Em janeiro de 1953, Watson tomou conhecimento, por intermédio de Wilkins, de uma foto produzida por Franklin na qual a estrutura helicoidal do DNA mostrava-se de forma clara e nítida. Era o que faltava para Watson e Crick acertarem o alvo.
Durante todo o mês de fevereiro daquele ano, a dupla do Cavendish tentou exaustivamente montar um modelo em três dimensões da famosa molécula. Eles chegaram, então, a uma estrutura helicoidal, composta por duas cadeias ligadas pelas bases nitrogenadas. No entanto, ainda havia um entrave: como as bases se combinavam? Houve muitas tentativas para desvendar esse mistério. Especialmente Watson dedicou-se a isso. Inicialmente, ele tentou unir duas bases púricas (adenina e guanina) e duas pirimídicas (timina e citosina), mas não teve êxito, pois a forma obtida não correspondia às observações realizadas por Rosalind Franklin. A resposta veio na manhã do dia 28 de fevereiro, quando ocorreu a Watson unir bases púricas a pirimídicas: adenina com timina/citosina com guanina. Essa idéia teria surgido anteriormente se ele não tivesse negligenciado os resultados obtidos por Chargaff em um estudo sobre as proporções das bases nitrogenadas, anos antes.

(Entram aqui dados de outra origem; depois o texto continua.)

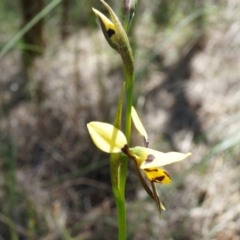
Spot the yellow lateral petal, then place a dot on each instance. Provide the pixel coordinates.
(106, 137)
(158, 175)
(138, 124)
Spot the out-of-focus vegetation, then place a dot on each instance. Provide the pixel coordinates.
(54, 183)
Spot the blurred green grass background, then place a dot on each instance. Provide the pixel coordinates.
(55, 184)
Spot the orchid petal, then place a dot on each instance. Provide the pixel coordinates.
(106, 137)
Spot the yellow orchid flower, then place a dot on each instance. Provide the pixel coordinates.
(112, 140)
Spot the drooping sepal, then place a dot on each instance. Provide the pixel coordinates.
(149, 158)
(139, 126)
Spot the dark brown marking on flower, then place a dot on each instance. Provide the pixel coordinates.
(167, 174)
(159, 179)
(150, 170)
(110, 32)
(150, 158)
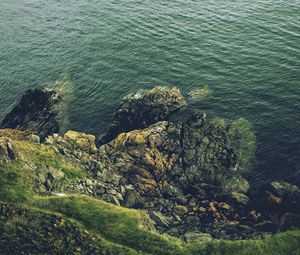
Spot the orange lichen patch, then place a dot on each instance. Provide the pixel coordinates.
(181, 209)
(272, 199)
(202, 209)
(232, 223)
(14, 134)
(253, 214)
(212, 207)
(224, 205)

Ao colocarem a última peça em seu modelo, Watson e Crick puderam visualizar, pela primeira vez na História, a escultura que representa a molécula reprodutora da vida. O famoso trabalho de Watson e Crick foi publicado na revista britânica Nature, de 25 de abril de 1953. Nove anos mais tarde, esses dois cientistas receberam, juntamente com Maurice Wilkins, o prêmio Nobel de medicina.